As pioneers, Germany and Denmark are pressing ahead with a trial run in the photovoltaic sector in 2016.
But adapting national auction rules for renewables support to apply cross-border in two or more countries is tricky and could cause ructions if, for instance, all successful bidders came from one country.
On the upside, cooperating across borders on renewables support can open up better and, as yet, untapped renewables assets in other countries, strengthen synergies and create useful so-called portfolio effects.
If countries increase the geographical spread of renewables installations, less electricity will be fed in at the same place at the same time, reducing stress on networks and market prices.
"This will be beneficial for renewables market integration," said Felix von Blucher, energy policy consultant at Ecofys in a recent webinar.
He argued that small nations with few renewable players could benefit from increased outside competition, and policy and know-how would be transferred when they cooperate.
Ecofys research has revealed that close cooperation between countries can reduce renewables support by 10% when compared with a scenario where each country follows its own renewables-support arrangements.
EU member states "generally welcome" the development of a concrete framework for cross-border participation, albeit on a voluntary basis, according to an analysis of responses to a public consultation on the new European Renewable Energy Directive for the period after 2020.
But the European Commission's upcoming energy package (to include proposals on electricity market design and on revising the Renewable Energy Directive), due on 30 November, may push member states further towards cross-border opening of their renewables support instruments, suggested von Blucher.
From November 2016, Germany's economics ministry is pressing ahead — with no great enthusiasm — with cross-border auction regulation for 5% of new annual German renewables capacity.
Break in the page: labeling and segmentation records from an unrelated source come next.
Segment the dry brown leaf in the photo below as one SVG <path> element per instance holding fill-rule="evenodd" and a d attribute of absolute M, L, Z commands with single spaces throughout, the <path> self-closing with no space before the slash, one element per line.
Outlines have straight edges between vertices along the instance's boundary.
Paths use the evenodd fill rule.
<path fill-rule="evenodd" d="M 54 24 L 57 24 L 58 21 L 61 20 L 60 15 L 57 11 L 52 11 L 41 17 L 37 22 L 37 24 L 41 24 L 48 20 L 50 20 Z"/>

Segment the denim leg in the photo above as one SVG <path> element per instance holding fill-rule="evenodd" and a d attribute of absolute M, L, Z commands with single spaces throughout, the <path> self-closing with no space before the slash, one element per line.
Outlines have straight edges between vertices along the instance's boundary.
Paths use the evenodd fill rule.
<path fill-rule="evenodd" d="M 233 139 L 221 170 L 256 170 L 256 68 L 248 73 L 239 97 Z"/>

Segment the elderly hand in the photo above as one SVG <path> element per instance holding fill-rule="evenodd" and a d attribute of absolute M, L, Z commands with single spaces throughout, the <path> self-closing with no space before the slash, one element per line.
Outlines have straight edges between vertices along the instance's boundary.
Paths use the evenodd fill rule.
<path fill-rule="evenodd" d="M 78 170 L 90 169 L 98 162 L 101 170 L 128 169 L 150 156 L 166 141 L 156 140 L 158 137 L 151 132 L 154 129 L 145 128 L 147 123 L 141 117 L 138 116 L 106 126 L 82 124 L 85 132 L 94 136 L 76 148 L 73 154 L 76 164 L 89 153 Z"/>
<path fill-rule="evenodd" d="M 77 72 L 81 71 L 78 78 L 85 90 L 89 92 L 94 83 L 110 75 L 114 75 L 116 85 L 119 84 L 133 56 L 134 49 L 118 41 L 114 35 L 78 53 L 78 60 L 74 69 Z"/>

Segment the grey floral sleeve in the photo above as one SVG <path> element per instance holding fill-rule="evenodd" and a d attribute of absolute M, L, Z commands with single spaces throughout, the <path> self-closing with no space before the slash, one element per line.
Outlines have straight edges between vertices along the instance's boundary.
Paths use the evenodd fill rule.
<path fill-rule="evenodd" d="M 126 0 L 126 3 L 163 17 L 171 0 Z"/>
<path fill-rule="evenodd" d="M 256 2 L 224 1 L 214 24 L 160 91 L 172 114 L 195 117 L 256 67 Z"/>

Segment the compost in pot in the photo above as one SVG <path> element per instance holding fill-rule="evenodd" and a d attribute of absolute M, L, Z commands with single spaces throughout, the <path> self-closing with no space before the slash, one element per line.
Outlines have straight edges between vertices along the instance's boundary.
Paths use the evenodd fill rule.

It aims to have it implemented before the next German general election in September 2017.
The European Commission had required a proportional opening of German renewables support for investments in other EU member states as compensation for the country imposing its renewable energy levy on imported electricity.
"Difficulties include creating a level playing field for cross-border auctions when, for instance, permitting procedures are much more stringent in one country than in another," a spokesman for German wind energy federation BWE said. A pragmatic approach on such distortive effects will be needed, said von Blucher.
An Ecofys cashflow model to assess the influence of various distorting factors found that a 1% higher business tax rate in one country can push the levelised cost of energy up by 0.05% in that country.
There will be no perfectly level playing field and no perfect allocation of costs and benefits, von Blucher predicted. It is more likely, that there will be varying levels of cooperation and custom-made solutions, with regional cooperation rather than EU-wide cooperation in cases where countries have no direct electricity transmission interconnections, he said.
The overall aim is to reduce renewables-support expenditure, but the win/win "must be visible to everyone", he said.